Эта санатория просуществовала до моего отъезда из России. Не знаю, существует ли она теперь [132]. Теперь, видимо, о подкармливании ученых уже нет и речи, но санатории для них, наверное, существуют. Тогда же это был вопрос существования для очень многих.
Miscellanea
Наше время отличается тем, что в нем невероятно много музыки. Она лезет во все щели, звучит из всех окон, слышится там, где ее никогда раньше не слыхали. Есть экономический закон, что когда какого-нибудь продукта очень много, то он дешевеет. Так происходит и с музыкой – она дешевеет как таковая, ее слишком много. Она дешевеет и, кроме того, вульгаризируется, она, подобно евангельскому бисеру, «мечется перед свиниями», и уважаемые «свинии» попирают ее ногами. Радио есть могущественный инструмент для метания музыкального бисера пред свиньями.

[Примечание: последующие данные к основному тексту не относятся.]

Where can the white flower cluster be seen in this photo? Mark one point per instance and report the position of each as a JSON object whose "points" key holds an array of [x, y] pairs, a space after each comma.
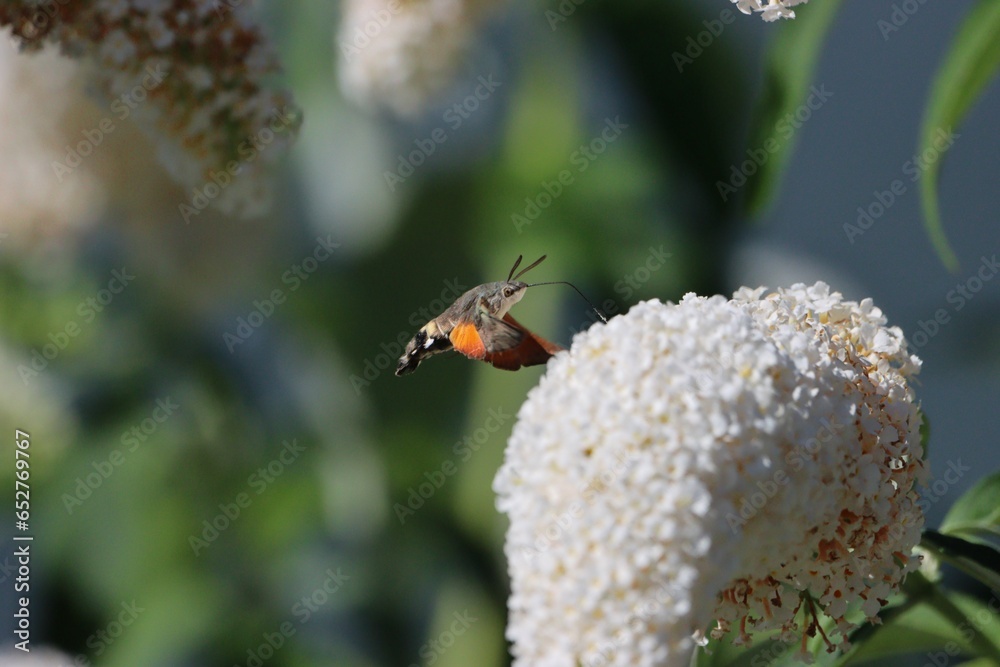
{"points": [[399, 53], [751, 462], [190, 72], [770, 10]]}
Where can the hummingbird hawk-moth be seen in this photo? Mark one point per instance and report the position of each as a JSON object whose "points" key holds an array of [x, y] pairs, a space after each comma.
{"points": [[479, 325]]}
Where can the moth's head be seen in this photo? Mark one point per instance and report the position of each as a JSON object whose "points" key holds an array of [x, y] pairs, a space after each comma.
{"points": [[510, 292]]}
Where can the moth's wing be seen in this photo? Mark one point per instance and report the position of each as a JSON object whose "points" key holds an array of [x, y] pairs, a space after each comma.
{"points": [[430, 340], [481, 334], [466, 339], [527, 350]]}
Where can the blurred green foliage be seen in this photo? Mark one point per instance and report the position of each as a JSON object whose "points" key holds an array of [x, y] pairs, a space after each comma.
{"points": [[320, 543]]}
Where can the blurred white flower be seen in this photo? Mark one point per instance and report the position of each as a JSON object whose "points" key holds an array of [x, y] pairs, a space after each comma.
{"points": [[399, 53], [770, 10], [162, 63], [751, 462]]}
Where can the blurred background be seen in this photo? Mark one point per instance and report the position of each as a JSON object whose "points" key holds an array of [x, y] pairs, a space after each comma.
{"points": [[225, 470]]}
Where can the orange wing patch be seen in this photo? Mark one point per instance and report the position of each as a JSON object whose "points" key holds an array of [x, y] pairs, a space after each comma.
{"points": [[531, 351], [466, 340]]}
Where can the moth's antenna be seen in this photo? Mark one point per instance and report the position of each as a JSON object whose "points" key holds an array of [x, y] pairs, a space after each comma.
{"points": [[523, 271], [517, 263], [562, 282]]}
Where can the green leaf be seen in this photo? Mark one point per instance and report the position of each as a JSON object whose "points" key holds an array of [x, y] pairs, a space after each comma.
{"points": [[976, 515], [981, 561], [788, 73], [972, 62], [931, 619]]}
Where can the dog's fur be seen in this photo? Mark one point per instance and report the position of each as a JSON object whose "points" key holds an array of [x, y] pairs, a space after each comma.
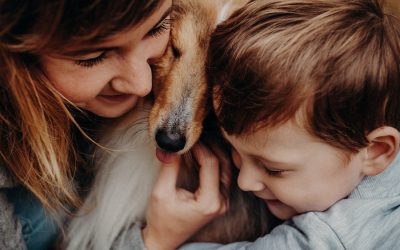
{"points": [[124, 180]]}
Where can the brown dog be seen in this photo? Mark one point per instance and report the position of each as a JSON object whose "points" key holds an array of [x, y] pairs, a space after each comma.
{"points": [[174, 119]]}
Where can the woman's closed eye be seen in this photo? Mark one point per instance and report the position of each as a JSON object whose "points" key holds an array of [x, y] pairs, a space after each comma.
{"points": [[90, 62], [161, 27]]}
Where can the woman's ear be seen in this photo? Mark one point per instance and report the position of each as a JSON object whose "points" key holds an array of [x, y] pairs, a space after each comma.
{"points": [[382, 149]]}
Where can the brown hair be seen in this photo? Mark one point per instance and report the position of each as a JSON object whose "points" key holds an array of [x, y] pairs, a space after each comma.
{"points": [[35, 124], [338, 61]]}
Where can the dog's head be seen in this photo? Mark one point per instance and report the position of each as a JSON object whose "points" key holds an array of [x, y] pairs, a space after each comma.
{"points": [[180, 84]]}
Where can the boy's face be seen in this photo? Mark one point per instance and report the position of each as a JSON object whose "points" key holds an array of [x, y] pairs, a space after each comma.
{"points": [[292, 171]]}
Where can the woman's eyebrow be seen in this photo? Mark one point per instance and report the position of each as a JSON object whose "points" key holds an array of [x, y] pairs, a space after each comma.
{"points": [[101, 49]]}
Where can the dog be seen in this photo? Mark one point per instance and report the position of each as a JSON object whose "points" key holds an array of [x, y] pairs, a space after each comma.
{"points": [[171, 122]]}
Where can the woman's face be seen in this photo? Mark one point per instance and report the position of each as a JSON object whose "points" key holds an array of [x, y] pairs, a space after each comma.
{"points": [[109, 78]]}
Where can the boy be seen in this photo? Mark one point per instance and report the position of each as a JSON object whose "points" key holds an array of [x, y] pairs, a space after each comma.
{"points": [[308, 94]]}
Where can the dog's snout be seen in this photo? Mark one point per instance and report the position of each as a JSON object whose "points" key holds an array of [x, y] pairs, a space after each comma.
{"points": [[170, 141]]}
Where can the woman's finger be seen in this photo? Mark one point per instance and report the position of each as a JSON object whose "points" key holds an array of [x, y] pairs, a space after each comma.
{"points": [[166, 182], [209, 190]]}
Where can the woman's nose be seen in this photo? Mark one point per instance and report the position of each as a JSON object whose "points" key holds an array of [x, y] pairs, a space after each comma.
{"points": [[249, 180]]}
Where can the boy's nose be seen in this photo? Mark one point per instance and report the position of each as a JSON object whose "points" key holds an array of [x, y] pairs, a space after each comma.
{"points": [[248, 180]]}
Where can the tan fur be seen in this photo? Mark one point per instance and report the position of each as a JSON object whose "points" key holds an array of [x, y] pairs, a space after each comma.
{"points": [[125, 178], [177, 78]]}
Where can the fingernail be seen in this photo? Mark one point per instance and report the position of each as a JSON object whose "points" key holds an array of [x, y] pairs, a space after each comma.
{"points": [[165, 157]]}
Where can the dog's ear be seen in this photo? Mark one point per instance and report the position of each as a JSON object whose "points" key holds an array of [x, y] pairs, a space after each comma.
{"points": [[381, 151]]}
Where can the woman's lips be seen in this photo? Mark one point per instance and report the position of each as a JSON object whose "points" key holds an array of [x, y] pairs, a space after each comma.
{"points": [[116, 98]]}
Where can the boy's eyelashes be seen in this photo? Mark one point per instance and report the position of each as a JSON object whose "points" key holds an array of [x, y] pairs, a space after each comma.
{"points": [[269, 170]]}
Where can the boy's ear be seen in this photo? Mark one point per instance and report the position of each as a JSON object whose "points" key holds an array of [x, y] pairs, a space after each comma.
{"points": [[382, 149]]}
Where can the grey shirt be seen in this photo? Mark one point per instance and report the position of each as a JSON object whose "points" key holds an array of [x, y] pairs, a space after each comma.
{"points": [[10, 228], [368, 219]]}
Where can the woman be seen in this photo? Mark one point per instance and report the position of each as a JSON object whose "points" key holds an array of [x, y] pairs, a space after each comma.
{"points": [[58, 59]]}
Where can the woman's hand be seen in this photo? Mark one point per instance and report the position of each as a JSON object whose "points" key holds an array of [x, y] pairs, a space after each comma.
{"points": [[175, 214]]}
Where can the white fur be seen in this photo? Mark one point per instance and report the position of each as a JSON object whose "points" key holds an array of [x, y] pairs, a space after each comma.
{"points": [[121, 188], [224, 12]]}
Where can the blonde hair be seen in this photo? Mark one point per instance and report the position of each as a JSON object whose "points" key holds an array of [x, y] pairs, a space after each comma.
{"points": [[36, 124]]}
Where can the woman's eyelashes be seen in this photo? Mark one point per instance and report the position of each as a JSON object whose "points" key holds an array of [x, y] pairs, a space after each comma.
{"points": [[158, 30], [161, 27]]}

Оно (радио) не только вульгаризирует музыку, но и приучает к неуважению к ней.
Ее можно ежесекундно прекратить простым поворотом кнопки, будь там поет сам Шаляпин или играет Артур Рубинштейн. Да и играет не он, а музыкальный консерв, именуемый диском. Таким образом акт слушания музыки – акт, который раньше был как бы священным (конечно, для настоящих любителей и знатоков музыки), – этот акт ежесекундно во всем мире миллиарды раз профанируется.